The Van Langrens were the first globe-makers to settle in Amsterdam at the dawn of the Dutch boom in cartography and exploration; their earliest surviving globe dates from 1585. Their relationship with Tycho was productive, and they evidently received a proof copy of his star catalogue before it was published in 1595. The earliest globe reflecting Tycho’s data was produced by Jacob van Langren in 1594; no example has survived, but later issues (1596 onwards) are known in a handful of institutions. A copy of the Langren’s Tychonic celestial globe reached Kepler in 1599, presaging the two astronomers’ meeting in 1600 (Christianson, p 310). From 1595, the Van Langrens served as official “sphereographers” to the Habsburg viceroys in the Low Countries, to whom examples of these globes were no doubt presented. The Van Langrens moved to Brussels around 1614.

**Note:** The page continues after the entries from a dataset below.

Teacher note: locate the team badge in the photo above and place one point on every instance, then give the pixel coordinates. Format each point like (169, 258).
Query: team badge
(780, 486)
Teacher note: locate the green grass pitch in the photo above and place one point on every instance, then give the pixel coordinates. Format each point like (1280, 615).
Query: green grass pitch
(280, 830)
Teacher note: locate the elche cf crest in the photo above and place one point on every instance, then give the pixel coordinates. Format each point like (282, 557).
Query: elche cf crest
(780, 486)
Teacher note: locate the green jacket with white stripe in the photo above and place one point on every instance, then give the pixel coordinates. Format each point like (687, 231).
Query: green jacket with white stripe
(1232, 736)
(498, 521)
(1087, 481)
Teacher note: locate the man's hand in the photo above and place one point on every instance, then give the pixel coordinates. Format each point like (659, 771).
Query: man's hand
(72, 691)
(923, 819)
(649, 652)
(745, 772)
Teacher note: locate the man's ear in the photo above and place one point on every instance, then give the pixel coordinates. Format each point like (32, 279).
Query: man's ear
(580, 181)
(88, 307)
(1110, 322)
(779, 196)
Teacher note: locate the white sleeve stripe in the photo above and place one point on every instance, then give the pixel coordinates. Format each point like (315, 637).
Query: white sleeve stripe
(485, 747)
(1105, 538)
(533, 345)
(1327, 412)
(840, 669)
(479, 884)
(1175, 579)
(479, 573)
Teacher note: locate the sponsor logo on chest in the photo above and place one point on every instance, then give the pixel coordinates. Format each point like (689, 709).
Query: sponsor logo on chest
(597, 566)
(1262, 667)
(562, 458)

“Arnold Floris van Langren accompanied his globes with a small hand-written manual in various modern languages; five examples of such manuals are known today, two of which are in French, one in Dutch, one in Spanish and one in Italian. The handwritings of the various manuals are not identical. This was not necessary; after all, we may presume that van Langren had assistants and students working with him, who might have made a copy of the text he had written…” (Van der Krogt, p 267). Several pages of van der Krogt’s Globi Nederlandici are devoted, in fact, to these manuscript manuals, and a full census of his 5 known copies is given (3 in the Royal Library in Brussels):

1. Dutch/Flemish, 1616, dedicated to Jacob Boonen, Bishop of Ghent (Royal Library, Brussels)
2. French, ca. 1630, not dedicated (Plantin-Moretus Museum, Antwerp)
3. French, undated, dedicatee blank (Royal Library, Brussels)
4. Spanish, 1617, not dedicated (Royal Library, Brussels)
5. Italian, 1617, dedicated to Ludovico Malzi (Bibliotheca Ambrosiana)

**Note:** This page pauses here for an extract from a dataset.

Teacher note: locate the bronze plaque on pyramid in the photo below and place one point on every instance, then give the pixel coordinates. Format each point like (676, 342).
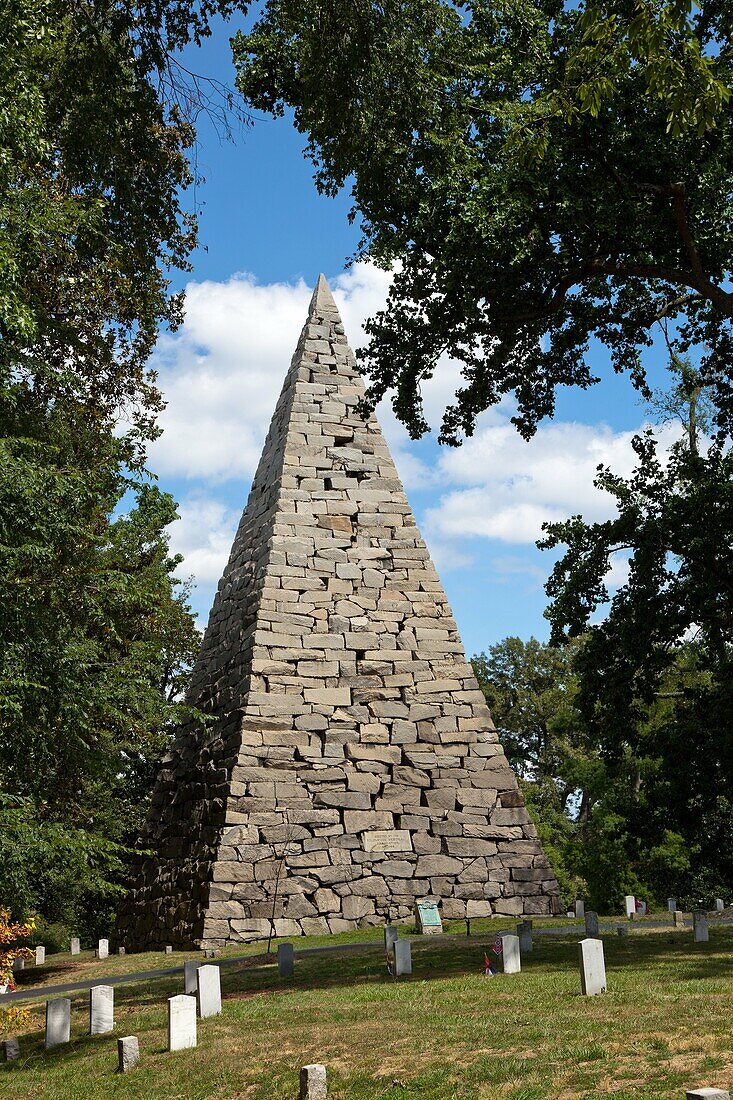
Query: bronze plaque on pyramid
(350, 765)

In addition to the present unrecorded copy, we are able to add two further recorded copies at the Bibliotheque St. Geneviève in Paris. Both are in French as well, ca. 1640, one not dedicated and the other dedicated to “Monseigneur le Prince [excised]”. The penmanship in our MS is finer than that in the two copies at St. Geneviève, using a distinctive Roman font for Latin terms rather than rendering them in French cursive.

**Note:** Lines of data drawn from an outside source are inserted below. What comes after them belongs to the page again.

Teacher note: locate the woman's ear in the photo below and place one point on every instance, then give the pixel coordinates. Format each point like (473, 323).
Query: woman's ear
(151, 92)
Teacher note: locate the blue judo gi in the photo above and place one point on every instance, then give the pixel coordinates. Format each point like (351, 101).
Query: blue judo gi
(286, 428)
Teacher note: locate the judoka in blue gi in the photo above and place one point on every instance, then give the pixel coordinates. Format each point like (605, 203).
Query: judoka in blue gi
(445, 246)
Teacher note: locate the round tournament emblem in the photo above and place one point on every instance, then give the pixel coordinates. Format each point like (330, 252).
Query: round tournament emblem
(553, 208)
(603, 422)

As for van Langren’s globes, van der Krogt’s census notes some 12 extant terrestrial globes produced after 1594, but he does not give a census for the celestial globes produced after 1594 (the date of the Tychonic revisions).


* Cf Peter van der Krogt, Globi Nederlandici pp 257-71; John Robert Christianson, On Tycho's Island, pp 308-10; Johannes Keuning, “The Van Langren Family” Imago Mundi 13 (1956) 101-109; Adam Mosley, Bearing the Heavens, p. 240. With thanks to our Paris colleague Ariane Bergeron-Foote for checking the St. Geneviève copies.